Só que há um problema nesta filosofia de Koeman. O que o treinador tem de bom a montar uma defesa, falta-lhe na organização de meio-campo. Não concordo quando ouço ou leio comentadores falar na coesão do meio-campo do
Benfica. É, em dúvida, lutador e pressionante, o que o faz ganhar muitas bolas na raça, mas os seus elementos jogam a "milhas" de distância uns dos outros, deixando que, facilmente, uma equipa mais bem organizada empurre Petit, Beto e Cia para junto do seu sector defensivo, onde lá está, os quatro do costume têm resolvido, mais jogo, menos jogo. Depois, o mesmo acontece com os processos ofensivos. Salvo raras excepções, o
Benfica não consegue controlar os seus adversários em termos de posse de boa e esmagador domínio ofensivo, excepto em situações de desespero. Veja-se, por exemplo, o que o
Sporting conseguiu fazer na Luz, explorando essas debilidades "encarnadas" a meio-campo, ou o que a Académica fez também, embora com um resultado final enganador.
Posto isto, pergunto... é possível uma equipa sobreviver apenas da sua defesa? Não, não é. A prova está na Liga portuguesa. Ao recorrer apenas à sua defesa, sem procurar um domínio do meio-campo, o
Benfica tornou-se em poucos meses numa formação de contra-ataque puro. É isso que o
Benfica é! Em Portugal, contra equipas que defendem mais do que atacam, o
Benfica tem muitas dificuldades em jogar em ataque continuado e em marcar golos. Quando o faz, fragiliza a sua defesa, faz subir erradamente os dois laterais e depois é o que se vê... sete pontos de atraso para o
FC Porto.
Na Europa é diferente.

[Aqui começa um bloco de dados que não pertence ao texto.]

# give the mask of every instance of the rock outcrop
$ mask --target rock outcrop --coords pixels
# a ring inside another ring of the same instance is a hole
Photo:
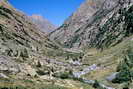
[[[48,20],[44,19],[41,15],[34,14],[32,16],[29,16],[29,18],[34,24],[37,25],[38,28],[40,28],[42,32],[45,32],[46,34],[49,34],[57,28]]]
[[[128,11],[132,4],[132,0],[86,0],[50,38],[68,48],[113,46],[128,34],[124,13],[132,13]]]

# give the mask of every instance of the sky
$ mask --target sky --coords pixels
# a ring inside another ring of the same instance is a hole
[[[56,26],[63,24],[84,0],[9,0],[17,9],[31,16],[38,14]]]

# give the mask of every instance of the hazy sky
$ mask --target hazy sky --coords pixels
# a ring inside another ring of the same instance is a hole
[[[39,14],[55,25],[61,25],[84,0],[9,0],[27,15]]]

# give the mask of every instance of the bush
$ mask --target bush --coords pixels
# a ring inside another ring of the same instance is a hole
[[[125,53],[124,60],[120,62],[117,67],[116,78],[112,81],[113,83],[124,83],[131,81],[133,78],[133,52],[132,50],[127,50]]]

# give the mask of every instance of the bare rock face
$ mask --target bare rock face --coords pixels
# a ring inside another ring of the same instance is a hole
[[[41,15],[32,15],[29,17],[31,21],[40,28],[41,31],[49,34],[50,32],[54,31],[57,27],[50,23],[48,20],[44,19]]]
[[[86,46],[100,48],[112,43],[114,45],[124,38],[124,35],[119,32],[125,31],[126,34],[126,30],[123,29],[125,22],[119,23],[119,18],[124,18],[119,11],[125,8],[124,12],[126,12],[132,4],[132,0],[86,0],[61,27],[50,34],[50,38],[68,48]],[[111,19],[112,22],[110,22]],[[116,27],[114,27],[115,21],[119,24]],[[106,26],[107,24],[108,26]],[[104,34],[102,34],[101,29],[106,30]],[[121,30],[116,31],[114,29]],[[112,33],[108,37],[111,39],[115,37],[116,39],[106,42],[106,34],[109,34],[109,31]]]
[[[45,56],[40,55],[44,51],[55,47],[29,17],[7,1],[0,1],[0,73],[34,75],[36,70],[32,64],[39,56]]]

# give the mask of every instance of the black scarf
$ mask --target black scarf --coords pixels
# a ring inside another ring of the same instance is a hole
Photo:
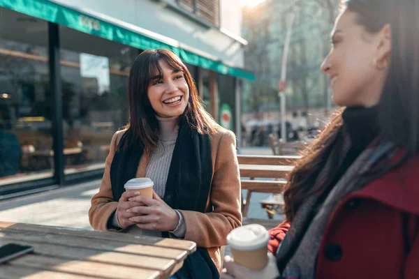
[[[128,132],[127,130],[122,136],[119,146],[124,146]],[[127,150],[117,149],[115,151],[110,166],[114,200],[118,201],[125,191],[125,183],[135,177],[143,153],[143,144],[140,141]],[[174,209],[205,213],[212,176],[210,135],[200,134],[182,118],[163,199]],[[169,236],[167,232],[163,232],[162,235]],[[219,278],[218,270],[207,250],[202,247],[198,247],[196,252],[186,258],[177,275],[188,279]]]

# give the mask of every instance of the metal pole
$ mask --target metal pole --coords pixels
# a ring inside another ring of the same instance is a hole
[[[59,186],[64,184],[64,144],[63,137],[63,100],[61,95],[59,38],[58,24],[48,22],[50,89],[52,120],[54,178]]]
[[[286,80],[286,66],[288,61],[288,54],[290,47],[290,41],[291,38],[291,33],[293,32],[293,25],[294,24],[294,19],[295,18],[295,13],[294,8],[291,12],[291,18],[287,24],[286,36],[285,37],[285,43],[284,45],[284,52],[282,54],[282,65],[281,68],[281,80]],[[285,90],[285,88],[284,89]],[[286,142],[286,96],[284,91],[279,92],[279,98],[281,101],[281,137],[284,142]]]

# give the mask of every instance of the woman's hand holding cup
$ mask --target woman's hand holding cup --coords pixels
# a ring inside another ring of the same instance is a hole
[[[142,204],[138,202],[128,201],[128,199],[135,197],[138,195],[140,195],[140,193],[138,192],[124,192],[118,202],[118,207],[117,208],[117,217],[118,218],[119,225],[123,228],[128,227],[135,224],[135,223],[131,221],[129,218],[135,216],[135,215],[133,213],[128,213],[127,211],[131,208],[140,206],[142,205]]]
[[[130,202],[142,205],[128,209],[133,216],[129,221],[137,224],[141,229],[158,232],[168,232],[176,229],[179,224],[177,213],[169,206],[153,191],[153,198],[146,196],[135,196],[129,198]]]

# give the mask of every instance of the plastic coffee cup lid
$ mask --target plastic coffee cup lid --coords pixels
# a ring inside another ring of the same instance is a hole
[[[126,189],[144,189],[154,186],[154,183],[152,181],[152,179],[147,177],[140,177],[137,179],[132,179],[126,181],[124,188]]]
[[[227,236],[228,245],[241,251],[251,251],[265,247],[269,239],[269,233],[265,227],[258,224],[237,227]]]

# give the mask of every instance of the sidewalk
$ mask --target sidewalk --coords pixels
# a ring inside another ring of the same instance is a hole
[[[87,213],[100,181],[0,202],[0,220],[92,229]]]
[[[272,155],[265,147],[244,147],[242,154]],[[51,190],[23,197],[0,202],[0,220],[17,223],[92,229],[88,212],[91,197],[98,193],[100,180]],[[259,204],[270,194],[253,193],[249,218],[267,219]],[[281,220],[276,216],[275,219]]]

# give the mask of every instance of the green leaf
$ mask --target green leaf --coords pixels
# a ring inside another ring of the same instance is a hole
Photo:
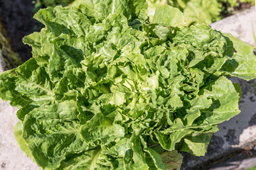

O
Benfica pode (e deve, face ao poderio das outras equipas) refugiar-se na sua defensiva, onde Luisão e Cia têm estado fantásticos (ao contrário do que se viu em Portugal em alguns jogos), e aproveitar para fazer o que tanto gosta, jogar no contra-ataque com os seus velozes jogadores. Não raras vezes Koeman utilizou três extremos ao mesmo tempo! Tendo um relvado apenas um lado direito e um lado esquerdo, algo fica a sobrar.
O
Benfica não vai ganhar nada por isso mesmo. Em Portugal tem de atacar, e quando o faz não é da melhor forma. Campeonato e Taça serão, mais cedo ou mais tarde, uma miragem (embora a Taça seja uma competição especial). Na Europa o
Benfica sente-se como peixe na água. Mas será o suficiente? Penso que contra Ronaldinhos, Eto'o e Messi, é preciso algo mais.
P.S.: Juro que escrevi isto antes do jogo com o Guimarães!